For about 2–3 seconds, I consistently get 502 Bad Gateway (nginx) errors.
After that, FastAPI starts responding correctly.
So the backend eventually comes online, but nginx seems to start before FastAPI is ready. During those first few seconds, it’s probably trying to proxy requests to port 8000, but uvicorn isn’t listening yet.
Dockerfile:
FROM python:3.11-slim AS backend
WORKDIR /app
COPY ./requirements.txt /app/requirements.txt
RUN pip install --no-cache-dir --upgrade -r /app/requirements.txt
COPY . /app
FROM nginx:latest AS frontend
COPY ./nginx/nginx.conf /etc/nginx/nginx.conf
RUN ln -sf /usr/share/zoneinfo/Europe/Istanbul /etc/localtime
COPY --from=backend /usr/local /usr/local
COPY --from=backend /app /app
COPY start.sh /start.sh
RUN chmod +x /start.sh
EXPOSE 8080
CMD ["/start.sh"]
proxy_next_upstream and related directives may be helpful. Per the documentation, passing a request to the next server can be limited by the number of tries and by time.
You can reduce (and possibly all but eliminate) this window by changing auto-stop in your fly.toml from off to suspend. At the moment, this is limited to machines with a max of 2GB of RAM, and in some cases applications don’t take well to clock skew issues when woken up. But should it work for you, your application will be back up and running almost instantly.
Thank you very much for your quick response. Solving this on the nginx side using proxy_next_upstream makes a lot of sense.
Wouldn’t changing the auto_suspend setting from off to suspend affect the cost? I assumed it would likely incur higher charges.
As an alternative, I solved the issue by updating my start.sh script as follows:
#!/bin/bash
cd /app
uvicorn main:app --host 0.0.0.0 --port 8000 &
FASTAPI_PID=$!
echo "Waiting for FastAPI to start..."
MAX_RETRIES=15
RETRY_COUNT=0
until curl -s http://127.0.0.1:8000/health > /dev/null 2>&1; do
RETRY_COUNT=$((RETRY_COUNT+1))
if [ $RETRY_COUNT -ge $MAX_RETRIES ]; then
echo "Timed out waiting for FastAPI after 15 seconds. Starting nginx anyway."
break
fi
echo "Waiting for FastAPI... ($RETRY_COUNT/$MAX_RETRIES)"
sleep 1
done
if [ $RETRY_COUNT -lt $MAX_RETRIES ]; then
echo "FastAPI is up and running"
fi
# Start nginx in the foreground
echo "Starting nginx..."
exec nginx -g 'daemon off;'
At the moment, there is no cost for using suspend. And while I obviously can’t say that will never change, I can say that I’m unaware of any plans to change that.
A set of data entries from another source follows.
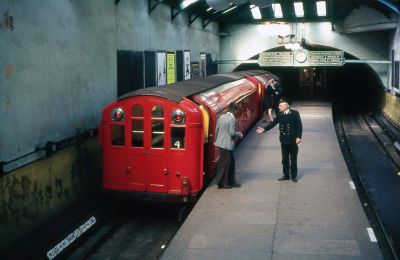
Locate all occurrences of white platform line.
[367,228,378,242]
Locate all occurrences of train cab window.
[151,106,164,148]
[132,105,143,117]
[111,125,125,146]
[131,104,144,147]
[132,119,144,147]
[151,120,164,148]
[151,106,164,118]
[171,126,185,149]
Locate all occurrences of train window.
[171,126,185,149]
[111,125,125,145]
[132,105,143,117]
[132,119,144,147]
[151,120,164,148]
[151,106,164,118]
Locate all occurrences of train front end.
[99,96,203,202]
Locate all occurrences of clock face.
[295,52,307,63]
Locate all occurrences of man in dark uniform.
[256,100,303,182]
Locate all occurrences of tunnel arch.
[234,44,385,112]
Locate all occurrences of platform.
[162,102,383,260]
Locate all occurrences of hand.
[256,127,265,134]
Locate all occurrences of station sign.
[258,51,293,67]
[308,51,344,66]
[258,49,344,67]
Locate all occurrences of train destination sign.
[258,51,293,67]
[258,49,344,67]
[308,51,344,66]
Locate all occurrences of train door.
[127,99,167,192]
[145,99,168,192]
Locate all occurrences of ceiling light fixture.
[222,6,237,14]
[250,5,262,20]
[316,1,326,16]
[272,4,283,18]
[293,2,304,17]
[180,0,199,10]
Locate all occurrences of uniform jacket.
[264,109,303,144]
[214,112,241,151]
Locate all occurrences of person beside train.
[256,100,303,182]
[214,102,243,189]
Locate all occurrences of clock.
[294,51,307,63]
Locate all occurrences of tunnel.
[234,44,385,113]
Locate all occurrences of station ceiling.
[152,0,400,27]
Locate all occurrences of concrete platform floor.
[162,102,383,259]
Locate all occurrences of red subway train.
[99,70,276,202]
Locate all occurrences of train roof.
[118,70,267,103]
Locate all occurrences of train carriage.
[99,71,278,202]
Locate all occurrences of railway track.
[68,202,192,259]
[334,110,400,259]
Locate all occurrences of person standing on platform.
[264,81,274,122]
[256,100,303,182]
[215,102,243,189]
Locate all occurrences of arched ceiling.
[148,0,400,27]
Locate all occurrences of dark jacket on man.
[264,109,303,144]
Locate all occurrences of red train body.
[99,71,275,202]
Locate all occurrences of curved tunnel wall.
[219,22,391,86]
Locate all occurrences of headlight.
[111,107,125,122]
[171,109,186,125]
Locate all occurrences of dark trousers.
[216,147,236,186]
[281,143,299,179]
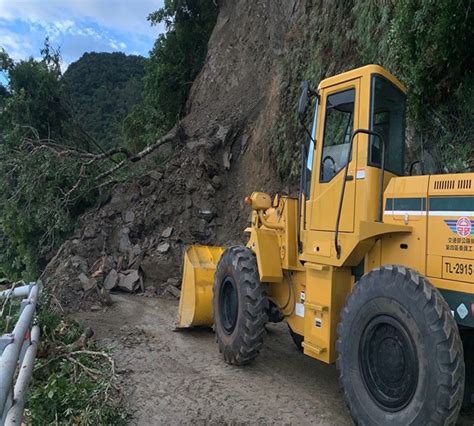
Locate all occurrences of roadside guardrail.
[0,282,41,426]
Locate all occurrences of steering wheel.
[321,155,337,180]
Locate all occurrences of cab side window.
[320,89,355,182]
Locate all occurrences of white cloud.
[0,0,163,37]
[0,31,32,61]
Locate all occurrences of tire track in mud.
[75,295,474,426]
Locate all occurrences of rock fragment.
[156,243,171,253]
[165,285,181,299]
[104,269,118,290]
[77,273,96,292]
[118,270,140,293]
[161,226,174,238]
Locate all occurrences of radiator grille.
[434,179,454,189]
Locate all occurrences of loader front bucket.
[176,246,224,328]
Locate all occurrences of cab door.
[308,79,360,232]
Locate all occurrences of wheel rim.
[359,315,418,411]
[219,277,238,334]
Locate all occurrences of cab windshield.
[369,74,406,176]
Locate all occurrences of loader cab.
[300,65,406,262]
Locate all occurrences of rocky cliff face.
[44,0,334,310]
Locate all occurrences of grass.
[0,290,128,425]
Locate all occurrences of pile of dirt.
[44,0,305,311]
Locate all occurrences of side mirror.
[298,80,309,121]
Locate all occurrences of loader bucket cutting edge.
[176,246,224,328]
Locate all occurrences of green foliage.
[61,52,145,148]
[271,0,474,179]
[0,43,102,280]
[124,0,217,150]
[0,293,127,425]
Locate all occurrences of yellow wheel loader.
[177,65,474,425]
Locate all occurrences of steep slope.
[44,0,297,309]
[45,0,472,308]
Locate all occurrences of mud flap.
[176,246,224,329]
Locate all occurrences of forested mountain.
[62,52,145,148]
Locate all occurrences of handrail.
[0,282,41,425]
[334,129,385,259]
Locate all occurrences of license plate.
[443,257,474,284]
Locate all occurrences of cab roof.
[318,65,407,93]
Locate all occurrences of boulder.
[118,270,140,293]
[77,273,96,292]
[156,243,171,254]
[165,285,181,299]
[161,226,174,238]
[103,269,118,290]
[140,254,181,288]
[124,210,135,223]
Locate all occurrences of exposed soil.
[76,295,351,426]
[75,295,474,426]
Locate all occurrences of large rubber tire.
[461,328,474,413]
[213,246,268,365]
[336,266,465,425]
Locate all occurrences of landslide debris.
[44,0,297,311]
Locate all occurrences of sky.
[0,0,164,81]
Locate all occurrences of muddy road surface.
[75,295,474,426]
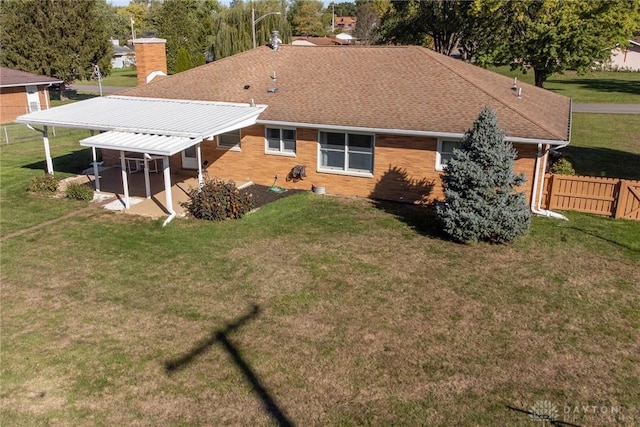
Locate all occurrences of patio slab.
[68,167,250,219]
It is something we encourage people to use, the primary reason why it is not the default is that it can cause problems with some applications that are sensitive to clock issues.
I very much like you start script, that solves the problem nicely. That hadn’t occurred to me. I’ll try to remember to point others with similar issues at your solution.